The exit and ejection times were measured for all events as described in the ‘Image processing’ section, from the evolution of intensity with time. They are shown in Fig. 4(c) and (d) as a function, respectively, of the theoretical exit time (eqn (17)) and the theoretical ejection time (eqn (20)). The exit time did not require any fitting parameter. The experimental measurement of the exit time collapsed on the line texpex = ttheoex.

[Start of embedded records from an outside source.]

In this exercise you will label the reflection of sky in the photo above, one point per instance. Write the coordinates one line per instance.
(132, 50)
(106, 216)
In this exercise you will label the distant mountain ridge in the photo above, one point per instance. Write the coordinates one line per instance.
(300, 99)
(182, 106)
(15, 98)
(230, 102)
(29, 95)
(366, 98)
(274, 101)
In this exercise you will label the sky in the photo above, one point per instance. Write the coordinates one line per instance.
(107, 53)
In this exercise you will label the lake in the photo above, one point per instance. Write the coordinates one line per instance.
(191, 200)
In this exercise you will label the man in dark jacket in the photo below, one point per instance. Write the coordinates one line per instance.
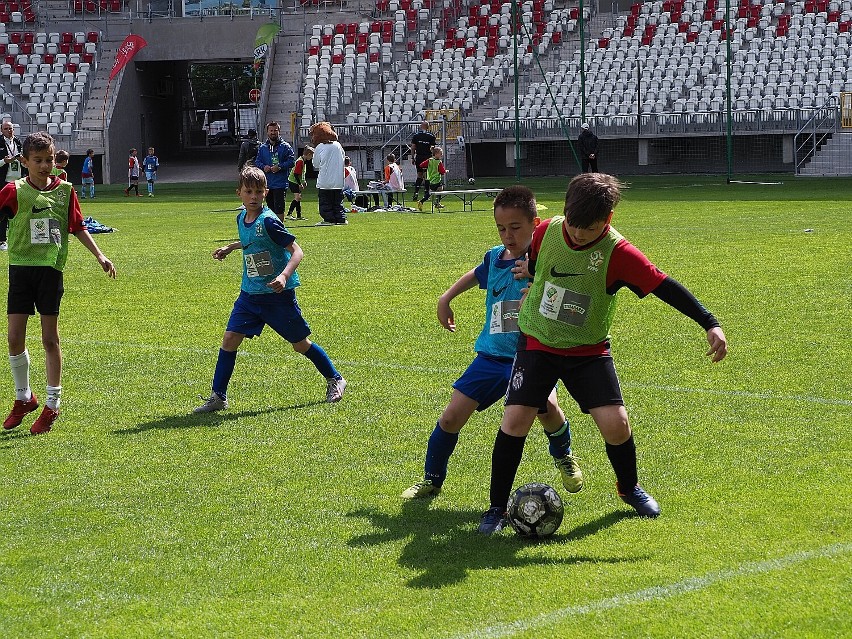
(588, 143)
(248, 151)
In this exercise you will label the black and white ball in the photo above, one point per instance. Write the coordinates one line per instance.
(535, 510)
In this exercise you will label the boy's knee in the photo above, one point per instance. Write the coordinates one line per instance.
(302, 346)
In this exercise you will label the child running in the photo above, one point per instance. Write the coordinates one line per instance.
(579, 262)
(298, 182)
(42, 211)
(60, 162)
(132, 174)
(486, 379)
(150, 164)
(268, 292)
(435, 171)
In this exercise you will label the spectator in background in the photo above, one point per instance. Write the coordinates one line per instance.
(60, 161)
(329, 163)
(421, 150)
(11, 169)
(588, 143)
(87, 175)
(275, 158)
(248, 151)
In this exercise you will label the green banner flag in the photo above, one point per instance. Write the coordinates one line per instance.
(265, 35)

The theoretical evaluation of the ejection time requires knowing the ejection plane, the plane beyond which the polymer is not optically detected anymore. The coordinate of this plane was determined by fitting the theoretical model with the experimental data. We then found a distance from the membrane rej = 6Rp, which is a very reasonable estimation, as the zero-mode waveguide has the maximum intensity near the membrane (at a distance of typically the radius of the nanopore, Rp), and then decays at longer distances. Using this fitting parameter, the experimental data collapsed on the line texpej = ttheoej.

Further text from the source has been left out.